Der Indikator knackt erstmals seit zwei Jahren die 50-Punkte-Linie. Der Ausblick hebt so stark ab wie nie zuvor seit Beginn der Umfrage. Doch nun setzen Bremseffekte ein.
Von Wolfgang Ehrensberger (zum Artikel auf boerse-online.de)
Die deutsche Wirtschaft hat nach Einschätzung führender Ökonomen im Juni den Krisenmodus verlassen und schlägt einen dynamischen Wachstumskurs ein. Das ist das Ergebnis der Juni-Umfrage des Ökonomen-Barometers von €uro am Sonntag.
Das Barometer steigt demnach im Juni um 24 Prozent auf 52,2 Punkte und liegt damit erstmals seit August 2019 wieder über der 50-Punkte-Linie, die Wachstum signalisiert. Die Erwartungen für die kommenden zwölf Monate legen um 20 Prozent auf 64,8 Punkte zu (siehe Grafik unten). Zwar ist hier der Anstieg nicht mehr ganz so kräftig wie in den vergangenen Monaten, als das Prognoseplus stets größer war als das Plus der Bewertung der aktuellen Lage. Doch der Unterschied zwischen Stand (52,2) und Prognose (64,8) ist der größte seit Einführung des Ökonomen-Barometers im Jahr 2006 und zeigt die ausgesprochen positiv eingeschätzten Perspektiven für die wirtschaftliche Entwicklung.
„Nach einem ziemlichen wirtschaftlichen Fehlstart ins Jahr 2021 stehen die Chancen für ein konjunkturelles Happy End mittlerweile sehr gut“, äußerte sich Ludovic Subran, der Chefvolkswirt der Allianz-Gruppe, im Ökonomen-Barometer.

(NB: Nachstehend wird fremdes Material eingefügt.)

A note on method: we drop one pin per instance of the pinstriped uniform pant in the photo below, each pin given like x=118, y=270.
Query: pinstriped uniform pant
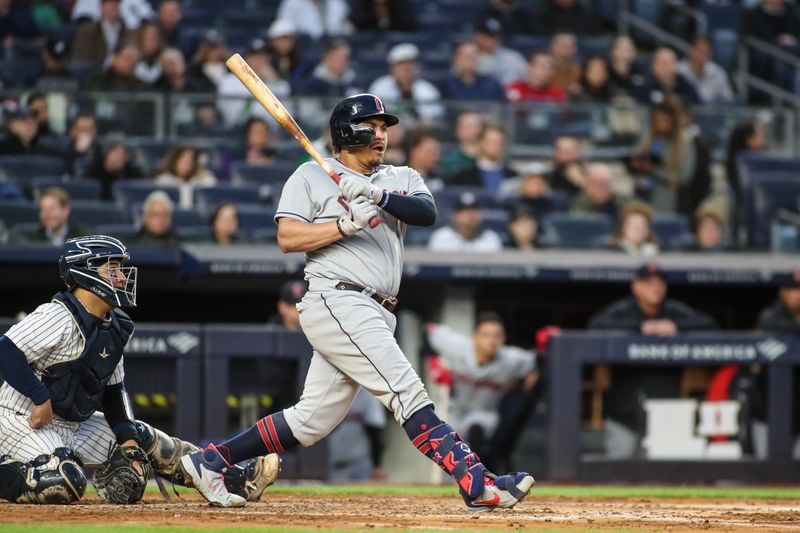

So sollte der Dienstleistungssektor einhergehend mit den Corona- Lockerungen bereits im Mai zur Aufholjagd angesetzt haben. „In den kommenden Monaten ist – als Gegenbewegung zum Absturz in den Konjunkturkeller im vergangenen Jahr – mit einem positiven konjunkturellen Rekord nach dem nächsten zu rechnen.“ Ludovic rechnet mit einem „beispiellosen Konsumboom, angefeuert durch die aufgestaute Nachfrage in einem Kontext stark abnehmender wirtschaftlicher Unsicherheit“. Insgesamt erwartet der Allianz-Chefvolkswirt ein Wirtschaftswachstum von 3,4 Prozent für 2021 und 3,8 Prozent für kommendes Jahr.
Knappe Chips und Kurzarbeit
Dabei dürfte es allerdings auch eine ganze Reihe negativer Begleiterscheinungen geben. Beispielsweise Arbeitskräftemangel in jenen Sektoren, die im Corona-bedingten Winterschlaf gesteckt haben, wie Gastronomie oder Bau.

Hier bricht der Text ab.